Sapowith is now a full-time pulpit rabbi at Beth Chaverim Reform Congregation in Ashburn, Virginia, a role she took on in 2015. On any given day, she serves as a leader, cheerleader, consultant, teacher, spiritual guide, editor, mentor, hostess, accelerator and decelerator.
“I think my role is to try to create sacred partnerships constantly, in whatever form they’re taking, and being part of people’s lives from birth to death,” the Ashburn resident said.
She teaches modern Hebrew to post-b’nai mitzvah students at BCRC, leads Torah study and adult education classes, works to combat antisemitism and fulfills the rabbinic role at the small but strong synagogue. Her congregants’ excitement for learning is one of her favorite things about the BCRC community: “Their enthusiasm sparks my enthusiasm.”
She is proud to have played a part in fostering the BCRC community, which spans all ages.
“There’s pride in seeing Jewish life continue to thrive in our particular garden, and it’s like different flowers coming up, some annual, some new,” the rabbi said, adding that she sees herself as a caregiver of that garden.
Sapowith and the BCRC community are nearing the completion of a multi-year sanctuary renewal project, ready to welcome new members who are interested in worshiping with them and joining the community.
Sapowith hasn’t always been a rabbi — or known that women could pursue the rabbinate.
After her undergraduate studies at Dartmouth College, Sapowith worked as an environmentalist in the nation’s capital and Quito, Ecuador. She served as a rabbinic intern for Gateways Beit Teshuva, a Jewish residential home for those recovering from addiction, during rabbinical school.
Following her 2003 ordination, Sapowith joined the clergy team at a Reform synagogue in Rochester, New York. She has now served the BCRC community for a decade and counting.
Sapowith didn’t grow up affiliated with any particular movement of Judaism. Rather, she was raised in a “very Jewish neighborhood” in the Boston area, attending Sunday school and observing the High Holidays at the nearby Brandeis Hillel.
“So I always associated my Judaism with a college campus,” she said.
Sapowith later gravitated toward the Reform movement, citing its egalitarianism and autonomy. “Those two things are part and parcel of being a modern person, and that felt very in line with my own sense of self and sense of Judaism in a way forward,” she said.

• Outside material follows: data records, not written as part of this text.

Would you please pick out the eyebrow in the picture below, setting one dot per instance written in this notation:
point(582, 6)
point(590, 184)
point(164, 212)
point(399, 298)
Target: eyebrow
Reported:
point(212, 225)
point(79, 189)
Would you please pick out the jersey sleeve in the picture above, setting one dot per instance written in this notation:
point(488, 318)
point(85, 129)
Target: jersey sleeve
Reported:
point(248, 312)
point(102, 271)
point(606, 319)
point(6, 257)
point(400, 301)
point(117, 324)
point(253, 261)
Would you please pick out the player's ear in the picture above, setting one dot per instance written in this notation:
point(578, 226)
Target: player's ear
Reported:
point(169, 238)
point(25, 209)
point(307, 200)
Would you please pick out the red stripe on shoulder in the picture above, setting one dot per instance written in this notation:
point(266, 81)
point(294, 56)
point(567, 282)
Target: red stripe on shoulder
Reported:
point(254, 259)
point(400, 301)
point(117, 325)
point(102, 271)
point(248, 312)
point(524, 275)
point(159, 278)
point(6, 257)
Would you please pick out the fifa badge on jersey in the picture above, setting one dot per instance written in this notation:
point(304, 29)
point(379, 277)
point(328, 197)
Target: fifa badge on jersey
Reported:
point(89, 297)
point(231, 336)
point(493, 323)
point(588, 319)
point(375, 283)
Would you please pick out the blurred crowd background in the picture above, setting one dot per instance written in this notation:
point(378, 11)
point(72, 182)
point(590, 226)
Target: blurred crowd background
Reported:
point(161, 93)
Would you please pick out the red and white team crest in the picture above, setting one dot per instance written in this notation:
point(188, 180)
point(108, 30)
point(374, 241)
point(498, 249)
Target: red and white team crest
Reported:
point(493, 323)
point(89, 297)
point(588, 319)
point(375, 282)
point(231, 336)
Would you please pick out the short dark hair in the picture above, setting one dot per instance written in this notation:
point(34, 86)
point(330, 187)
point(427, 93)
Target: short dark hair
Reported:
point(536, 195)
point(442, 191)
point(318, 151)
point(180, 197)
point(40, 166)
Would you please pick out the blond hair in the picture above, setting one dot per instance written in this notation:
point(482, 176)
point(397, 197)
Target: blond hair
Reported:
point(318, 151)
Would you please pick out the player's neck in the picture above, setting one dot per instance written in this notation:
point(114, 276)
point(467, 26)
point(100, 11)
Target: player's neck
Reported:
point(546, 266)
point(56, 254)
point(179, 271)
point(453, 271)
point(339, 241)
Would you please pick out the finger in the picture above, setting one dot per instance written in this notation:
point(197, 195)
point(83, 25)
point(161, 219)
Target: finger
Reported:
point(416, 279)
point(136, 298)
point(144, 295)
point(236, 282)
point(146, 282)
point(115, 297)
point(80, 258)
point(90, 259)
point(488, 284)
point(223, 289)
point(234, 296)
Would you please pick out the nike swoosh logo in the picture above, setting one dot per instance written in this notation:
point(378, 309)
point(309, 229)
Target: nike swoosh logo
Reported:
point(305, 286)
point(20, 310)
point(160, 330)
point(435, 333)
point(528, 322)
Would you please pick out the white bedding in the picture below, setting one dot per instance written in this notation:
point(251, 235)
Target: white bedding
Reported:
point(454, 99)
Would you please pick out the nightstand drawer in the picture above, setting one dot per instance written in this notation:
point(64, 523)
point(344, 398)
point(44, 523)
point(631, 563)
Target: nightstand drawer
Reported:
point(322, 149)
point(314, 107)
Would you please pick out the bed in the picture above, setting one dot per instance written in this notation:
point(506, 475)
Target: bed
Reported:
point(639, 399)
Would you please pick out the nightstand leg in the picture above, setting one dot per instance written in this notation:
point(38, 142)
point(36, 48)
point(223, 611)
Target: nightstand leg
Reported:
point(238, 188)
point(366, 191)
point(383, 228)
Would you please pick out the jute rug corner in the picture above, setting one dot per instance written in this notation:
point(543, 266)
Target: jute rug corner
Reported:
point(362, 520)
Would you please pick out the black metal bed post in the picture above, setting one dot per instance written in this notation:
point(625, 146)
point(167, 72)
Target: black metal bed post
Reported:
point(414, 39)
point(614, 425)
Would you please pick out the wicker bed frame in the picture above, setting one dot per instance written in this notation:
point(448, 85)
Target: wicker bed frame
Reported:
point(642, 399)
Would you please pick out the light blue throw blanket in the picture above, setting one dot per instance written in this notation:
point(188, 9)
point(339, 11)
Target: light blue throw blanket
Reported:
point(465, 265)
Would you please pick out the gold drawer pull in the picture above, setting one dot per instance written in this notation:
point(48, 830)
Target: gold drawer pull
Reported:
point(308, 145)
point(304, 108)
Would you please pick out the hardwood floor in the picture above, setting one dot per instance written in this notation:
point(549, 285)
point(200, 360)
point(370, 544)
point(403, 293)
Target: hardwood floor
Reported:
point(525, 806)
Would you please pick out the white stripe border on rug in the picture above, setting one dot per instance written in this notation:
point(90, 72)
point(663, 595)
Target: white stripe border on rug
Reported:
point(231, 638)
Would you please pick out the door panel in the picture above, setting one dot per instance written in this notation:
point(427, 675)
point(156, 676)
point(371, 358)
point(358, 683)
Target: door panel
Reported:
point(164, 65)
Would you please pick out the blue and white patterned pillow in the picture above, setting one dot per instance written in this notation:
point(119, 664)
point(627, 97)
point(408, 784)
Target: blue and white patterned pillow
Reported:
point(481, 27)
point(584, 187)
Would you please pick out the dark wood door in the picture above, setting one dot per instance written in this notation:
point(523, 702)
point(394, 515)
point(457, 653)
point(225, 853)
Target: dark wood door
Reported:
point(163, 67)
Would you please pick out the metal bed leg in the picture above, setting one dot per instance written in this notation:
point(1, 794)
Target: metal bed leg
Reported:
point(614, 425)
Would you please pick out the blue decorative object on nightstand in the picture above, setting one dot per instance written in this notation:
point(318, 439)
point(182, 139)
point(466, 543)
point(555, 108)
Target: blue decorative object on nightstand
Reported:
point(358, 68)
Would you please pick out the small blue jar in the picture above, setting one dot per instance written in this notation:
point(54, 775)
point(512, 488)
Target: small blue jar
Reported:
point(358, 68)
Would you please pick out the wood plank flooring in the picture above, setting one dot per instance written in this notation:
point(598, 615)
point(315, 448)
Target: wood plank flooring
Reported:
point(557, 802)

The rabbi is also part of Re-CHARGING Reform Judaism, which she describes as a “movement within a movement to revisit our connection to Israel” and strengthen the community’s ties to Israel and Zionism.
But Sapowith’s work extends beyond any one movement. She has joined interfaith efforts and served as a connector between communities. At Temple Sinai in Rochester, Sapowith led a congregational peoplehood tour to Spain. She worked to connect temple youth with peers in Spain.
“I love practicing my Spanish and developing relationships with other Jewish communities around the world,” Sapowith said.
She’s forging similar connections locally, as “intra-Jewish relations” are a priority of hers.
The BCRC community has now held two Jewish Loudoun Reads events, with the first in December 2024, in hopes of deepening the relationships between BCRC and two other area synagogues through book club gatherings.
“We’re trying to get the Jews from our congregations, and even [those who are] not affiliated, involved in a larger project,” Sapowith explained.
She and the other two northern Virginia rabbis are planning a multicongregational trip to Israel together this December. Sapowith eventually hopes to establish a sister congregation in Israel. Closer to home, she wants to teach another cohort of her adult b’nai mitzvah course.
Her overarching goal? “Continuing this lifelong learning and continue to strengthen community out here in the hinterlands of Virginia.”